Oral History students at the University of Pennsylvania will host a conversation with the artists who have brought to life the Women’s Mobile Museum, a year-long collaboration between the Philadelphia Photo Arts Center (PPAC), the South African visual activist Zanele Muholi, and 10 Philadelphia artists who identify as women and femmes. It is an ambitious project that comes at a time when women are re-examining the barriers they face to achieving political and economic legitimacy and to effecting social change towards equal rights. It includes an artist residency for Muholi; a yearlong, paid apprenticeship in the media arts for the participants; an exhibition that will have toured three locations in Philadelphia; and a culminating exhibition at the Philadelphia Photo Arts Center (January 24 – March 30, 2019). Our starting points are questions that oral historians, ethnographers, artists and activists wrestle with: about narrative, about self-representation, and about political purpose.

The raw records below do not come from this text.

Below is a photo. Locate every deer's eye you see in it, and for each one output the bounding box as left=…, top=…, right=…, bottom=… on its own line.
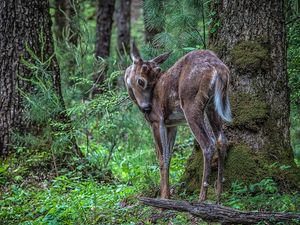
left=154, top=67, right=161, bottom=73
left=137, top=78, right=145, bottom=88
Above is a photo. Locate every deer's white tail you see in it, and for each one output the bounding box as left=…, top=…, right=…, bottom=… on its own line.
left=213, top=73, right=232, bottom=122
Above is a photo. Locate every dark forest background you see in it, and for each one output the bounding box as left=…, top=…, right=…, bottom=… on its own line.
left=0, top=0, right=300, bottom=224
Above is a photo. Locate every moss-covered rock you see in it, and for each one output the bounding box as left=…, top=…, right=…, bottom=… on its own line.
left=230, top=40, right=269, bottom=72
left=230, top=93, right=269, bottom=131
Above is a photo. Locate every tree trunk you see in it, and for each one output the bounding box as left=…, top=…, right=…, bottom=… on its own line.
left=54, top=0, right=79, bottom=44
left=117, top=0, right=131, bottom=56
left=0, top=0, right=76, bottom=157
left=143, top=0, right=164, bottom=45
left=181, top=0, right=300, bottom=193
left=93, top=0, right=115, bottom=95
left=95, top=0, right=115, bottom=59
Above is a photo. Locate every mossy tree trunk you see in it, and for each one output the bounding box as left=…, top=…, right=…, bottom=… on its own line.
left=181, top=0, right=300, bottom=193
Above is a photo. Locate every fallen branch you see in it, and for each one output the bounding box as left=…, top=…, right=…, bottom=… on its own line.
left=139, top=197, right=300, bottom=224
left=148, top=212, right=176, bottom=223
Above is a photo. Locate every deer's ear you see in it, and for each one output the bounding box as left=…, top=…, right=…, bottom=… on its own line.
left=151, top=51, right=172, bottom=64
left=130, top=40, right=141, bottom=63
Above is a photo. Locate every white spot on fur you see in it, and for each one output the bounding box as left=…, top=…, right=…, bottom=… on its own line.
left=188, top=67, right=197, bottom=80
left=203, top=182, right=209, bottom=187
left=169, top=90, right=177, bottom=98
left=125, top=64, right=135, bottom=87
left=218, top=134, right=222, bottom=143
left=126, top=76, right=131, bottom=86
left=210, top=69, right=217, bottom=87
left=210, top=137, right=216, bottom=145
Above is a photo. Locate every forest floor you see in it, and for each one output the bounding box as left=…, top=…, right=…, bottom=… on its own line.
left=1, top=144, right=300, bottom=225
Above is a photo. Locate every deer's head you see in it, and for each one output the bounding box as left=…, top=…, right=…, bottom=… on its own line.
left=124, top=41, right=171, bottom=113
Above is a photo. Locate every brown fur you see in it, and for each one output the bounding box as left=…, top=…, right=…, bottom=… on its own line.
left=125, top=46, right=231, bottom=202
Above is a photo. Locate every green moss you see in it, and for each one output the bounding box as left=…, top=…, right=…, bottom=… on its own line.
left=180, top=145, right=203, bottom=193
left=181, top=143, right=267, bottom=192
left=225, top=143, right=299, bottom=189
left=224, top=141, right=300, bottom=191
left=209, top=43, right=227, bottom=57
left=181, top=141, right=300, bottom=194
left=259, top=126, right=300, bottom=189
left=224, top=144, right=266, bottom=187
left=231, top=93, right=269, bottom=131
left=230, top=40, right=269, bottom=71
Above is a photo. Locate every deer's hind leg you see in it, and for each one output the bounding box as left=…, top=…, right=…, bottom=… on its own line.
left=182, top=99, right=216, bottom=202
left=206, top=103, right=228, bottom=203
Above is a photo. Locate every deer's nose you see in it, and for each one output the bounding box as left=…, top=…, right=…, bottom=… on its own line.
left=142, top=105, right=152, bottom=113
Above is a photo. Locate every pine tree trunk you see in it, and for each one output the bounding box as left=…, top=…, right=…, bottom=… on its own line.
left=95, top=0, right=115, bottom=59
left=181, top=0, right=300, bottom=193
left=54, top=0, right=79, bottom=45
left=0, top=0, right=74, bottom=157
left=117, top=0, right=131, bottom=56
left=93, top=0, right=115, bottom=95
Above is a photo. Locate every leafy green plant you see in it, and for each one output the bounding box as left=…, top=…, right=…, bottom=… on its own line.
left=224, top=178, right=300, bottom=214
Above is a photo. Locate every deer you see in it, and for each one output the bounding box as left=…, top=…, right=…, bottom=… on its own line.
left=124, top=41, right=232, bottom=203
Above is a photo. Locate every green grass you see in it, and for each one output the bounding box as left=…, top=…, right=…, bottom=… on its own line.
left=0, top=146, right=197, bottom=225
left=1, top=123, right=300, bottom=225
left=1, top=172, right=300, bottom=224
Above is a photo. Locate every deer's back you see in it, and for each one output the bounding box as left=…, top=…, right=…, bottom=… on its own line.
left=149, top=50, right=228, bottom=123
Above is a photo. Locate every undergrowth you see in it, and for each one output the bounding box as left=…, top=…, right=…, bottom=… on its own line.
left=1, top=170, right=300, bottom=224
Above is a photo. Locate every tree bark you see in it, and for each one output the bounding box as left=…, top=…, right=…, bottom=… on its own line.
left=93, top=0, right=115, bottom=95
left=140, top=197, right=300, bottom=224
left=54, top=0, right=79, bottom=44
left=0, top=0, right=76, bottom=157
left=95, top=0, right=115, bottom=59
left=117, top=0, right=131, bottom=56
left=181, top=0, right=300, bottom=192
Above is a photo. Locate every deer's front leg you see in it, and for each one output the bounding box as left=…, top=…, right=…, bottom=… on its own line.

afaq is an artist, activist, and educator who seeks to love the world until it loves her back.
Shasta Bady is an aspiring scientist, visual artist, and sporadic papermaker. Her influences include Lyndsey Addario, Sebastiao Salgado, and Malick Sidibe. She enjoys exploring the subtleties of light, color, and staying available to visual spontaneity. Through her art she aims to celebrate the depth of our connectedness and commonalities.
Danielle Morris (°1993, Philadelphia) is a self-taught photographer who mainly works in street and self-portraiture. With a conceptual approach, Morris absorbs the tradition of remembrance art into daily practice. Her works are often about the contact between urban architecture and the living elements of feminism. Morris focuses on the idea of the feminine in ‘public space’ and more specifically on spaces where anyone can do anything at any given moment: the non-private space, the non-privately owned space, and space that is expressed through proximity to her subjects and their otherness to her sense of femininity. Morris was a contributing artist to the 2018 SPACES Residency, "Home Court" lead by visual artist Shawn Theodore. She has exhibited at The Barnes Foundation through Let's Connect Philly, where she placed in the top 20 of the participating artists. Morris is a former assistant teacher of photography at the Village of Arts and Humanities.
Carrie Anne Shimborski is a Philadelphia native, abstract painter, Master Doodler, and an emerging photographer. Throughout her work, Shimborski seeks to capture the raw, real and present emotion of her subjects. As a self-taught artist, Shimborski has created numerous pieces of artwork, however, her greatest creations thus far, is the light of her life, her son Luca!
Andrea “Philly” Walls feels brutalized by stories of global injustice, including poverty, human displacement, and violence against the environment. She makes art across genres as an act of resistance. She is grateful to the Voices of Our Nations Arts Foundation, The Leeway Foundation, The Hedgebrook Community for Women Authoring Change, and The Women’s Mobile Museum for their ongoing support and sustenance. She is pleased that her poetry and visual art have found homes in publications she admires, including Callaloo, Journal of African Diaspora Arts & Letters; Solstice Literary Magazine; Tidal Basin Review; Kweli; The Fourth River; bozalta: Arts, Activism & Scholarship and heart (human equity through art) online journal. She lives and makes art in Philadelphia and continues to seek creative ways to disengage with capitalist structures, racist institutions, and all systems of oppression.
Lori Waselchuk is a visual storyteller whose photographs have appeared in print and online media worldwide. Her work is exhibited internationally and is part of many collections including the New Orleans Museum of Art, Portland Museum of Art and South African National Gallery. Waselchuk also curates and coordinates exhibitions and special projects that prioritize creative social engagement. Most notable is Grace Before Dying, a collaborative photographic documentary about a hospice program in the Louisiana State Penitentiary. Waselchuk coordinated the Philly Block Project, PPAC’s 16-month visual collaboration with Hank Willis Thomas and residents of the South Kensington neighborhood. Waselchuk is a recipient of the 2014 Leeway Foundation’s Transformation Award, the 2012 Pew Fellowship for the Arts, the Aaron Siskind Foundation’s 2009 Individual Photographer Fellowship, and the 2004 Southern African Gender and Media Award.